0
votes

I try to write a simple ANTLR4 grammar for parsing SRT subtitles files. I thought it will be an easy, introductory task, but I guess I must miss some point. But first things first --- the grammar:

grammar Srt;

file    :   subtitle (NL NL subtitle)* EOF;

subtitle:   SUBNO NL
            TSTAMP ' --> ' TSTAMP NL
            LINE (NL LINE)*;

TSTAMP  :   I99 ':' I59 ':' I59 ',' I999;
SUBNO   :   D09+;
NL      :   '\r'? '\n';
LINE    :   ~('\r'|'\n')+;

fragment I999   :   D09 D09 D09;
fragment I99    :   D09 D09;
fragment I59    :   D05 D09;
fragment D09    :   [0-9];
fragment D05    :   [0-5];

And here's a beginning of a SRT file where the problem stars:

1
00:00:20,000 --> 00:00:26,000

The error I get is:

line 2:0 mismatched input '00:00:20,000 --> 00:00:26,000' expecting TSTAMP

So it looks like the second line applied to the lexer rule LINE (as this is the longest token it could have been matched), however what I expect is to match the rule TSTAMP (and that's why it's defined before LINE rule in the grammar).

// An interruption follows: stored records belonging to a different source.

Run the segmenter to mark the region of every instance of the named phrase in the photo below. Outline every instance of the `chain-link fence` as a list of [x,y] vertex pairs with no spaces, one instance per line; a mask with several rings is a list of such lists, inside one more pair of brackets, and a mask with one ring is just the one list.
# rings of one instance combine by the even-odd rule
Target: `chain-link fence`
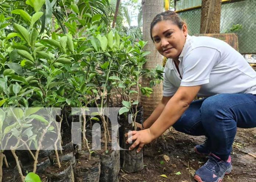
[[[200,32],[201,9],[179,12],[191,35]],[[256,0],[230,1],[221,5],[220,33],[235,32],[242,54],[256,54]]]

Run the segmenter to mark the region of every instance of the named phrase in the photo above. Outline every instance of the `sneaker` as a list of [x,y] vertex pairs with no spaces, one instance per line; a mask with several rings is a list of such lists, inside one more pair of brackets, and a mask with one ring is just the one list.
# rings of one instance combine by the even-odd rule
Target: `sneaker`
[[220,182],[232,170],[231,157],[224,161],[211,154],[208,157],[207,162],[196,171],[194,178],[198,182]]
[[208,156],[210,152],[208,149],[208,140],[206,139],[205,142],[201,145],[198,145],[194,147],[194,150],[198,154],[203,156]]

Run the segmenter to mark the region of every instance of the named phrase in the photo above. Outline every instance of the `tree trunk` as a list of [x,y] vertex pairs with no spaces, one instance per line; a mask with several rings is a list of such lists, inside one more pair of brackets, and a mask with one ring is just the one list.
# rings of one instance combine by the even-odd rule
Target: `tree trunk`
[[[143,22],[143,40],[148,41],[144,47],[145,51],[149,51],[151,53],[147,56],[147,61],[144,68],[151,69],[157,64],[162,64],[163,56],[159,54],[151,40],[150,36],[150,25],[154,18],[163,11],[164,1],[163,0],[142,0],[142,18]],[[142,78],[142,86],[149,87],[150,80]],[[141,102],[143,106],[145,118],[147,118],[152,113],[163,96],[162,83],[157,85],[153,88],[153,93],[150,97],[141,95]]]
[[118,9],[119,8],[119,4],[121,0],[117,0],[117,6],[115,7],[115,15],[114,16],[114,21],[112,24],[112,28],[113,29],[115,27],[115,24],[117,21],[117,13],[118,13]]
[[200,33],[220,33],[221,0],[202,0]]

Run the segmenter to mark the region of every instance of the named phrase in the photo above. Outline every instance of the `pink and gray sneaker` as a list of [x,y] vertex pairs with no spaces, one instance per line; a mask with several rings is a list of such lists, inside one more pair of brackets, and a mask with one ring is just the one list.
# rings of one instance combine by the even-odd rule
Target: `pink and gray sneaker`
[[211,153],[205,164],[196,172],[194,178],[198,182],[221,182],[225,174],[232,170],[231,157],[227,160],[222,160]]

My ANTLR4 knowledge is to weak at this point to tweak the grammar in a way, that lexer could try to match a subset on tokens depending on current position in parser rule. What I intend to achieve is to match TSTAMP and not LINE, as TSTAMP is in fact expected input. Maybe I could trick it with some lexer modes, but I can hardly believe it couldn't be written in a simpler way. Can it?

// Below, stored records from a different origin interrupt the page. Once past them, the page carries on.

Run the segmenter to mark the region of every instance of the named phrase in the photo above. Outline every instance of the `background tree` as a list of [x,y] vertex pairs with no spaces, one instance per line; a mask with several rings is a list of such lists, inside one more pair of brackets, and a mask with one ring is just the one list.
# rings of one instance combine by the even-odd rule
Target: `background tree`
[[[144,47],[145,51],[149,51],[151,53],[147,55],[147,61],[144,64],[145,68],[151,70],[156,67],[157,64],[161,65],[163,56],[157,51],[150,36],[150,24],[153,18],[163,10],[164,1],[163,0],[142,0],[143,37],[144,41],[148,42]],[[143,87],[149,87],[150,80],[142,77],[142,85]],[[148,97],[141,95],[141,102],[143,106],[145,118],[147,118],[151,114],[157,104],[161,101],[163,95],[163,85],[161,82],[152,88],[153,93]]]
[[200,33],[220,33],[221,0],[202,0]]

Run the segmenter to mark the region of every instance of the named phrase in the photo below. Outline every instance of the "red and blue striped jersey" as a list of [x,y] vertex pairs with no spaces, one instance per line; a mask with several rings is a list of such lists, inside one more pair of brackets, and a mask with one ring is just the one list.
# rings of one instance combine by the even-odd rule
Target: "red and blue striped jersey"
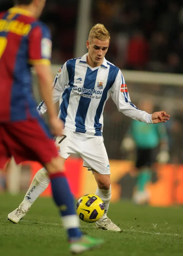
[[45,25],[23,9],[0,13],[0,122],[39,116],[31,68],[50,65],[51,54]]

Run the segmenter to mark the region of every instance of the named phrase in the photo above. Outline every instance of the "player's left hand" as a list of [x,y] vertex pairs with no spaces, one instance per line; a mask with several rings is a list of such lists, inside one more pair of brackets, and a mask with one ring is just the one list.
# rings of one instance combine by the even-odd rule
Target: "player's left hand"
[[170,116],[168,115],[164,111],[160,111],[154,112],[152,114],[152,118],[153,124],[158,124],[160,122],[166,122],[169,120]]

As CoronA suggested the trick was to defer the decision for LINE rule to the parser and this was the clue. I modified the grammar a bit more and now it parser subtitles smoothly:

grammar Srt;

file    :   subtitle (NL NL subtitle)* EOF;

subtitle:   SUBNO NL
            TSTAMP ' --> ' TSTAMP NL
            lines;

lines   :   line (NL line)*;
line    :   (LINECHAR | SUBNO | TSTAMP)*;

TSTAMP  :   I99 ':' I59 ':' I59 ',' I999;
SUBNO   :   D09+;
NL      :   '\r'? '\n';
LINECHAR:   ~[\r\n];

fragment I999   :   D09 D09 D09?;
fragment I99    :   D09 D09;
fragment I59    :   D05 D09;
fragment D09    :   [0-9];
fragment D05    :   [0-5];
1

1 Answers

2
votes

Your definition of the token LINE subsumes everything:

LINE    :   ~('\r'|'\n')+;

Each TSTAMP is also a LINE but a line can match longer lexems. And it does as you can see. ANTLR prefers longest matches.

To make your grammar work, transfer the decision what a line is from the lexer into the parser:

subtitle:   SUBNO NL
            TSTAMP ' --> ' TSTAMP NL
            line*;

line:   (LINECHAR | TSTAMP | SUBNO)* NL?;

...

LINECHAR    :   ~('\r'|'\n' ) ; //remove the '+'

You can see that a line may contain any LINE_CHAR but also TSTAMPs and SUBNOs.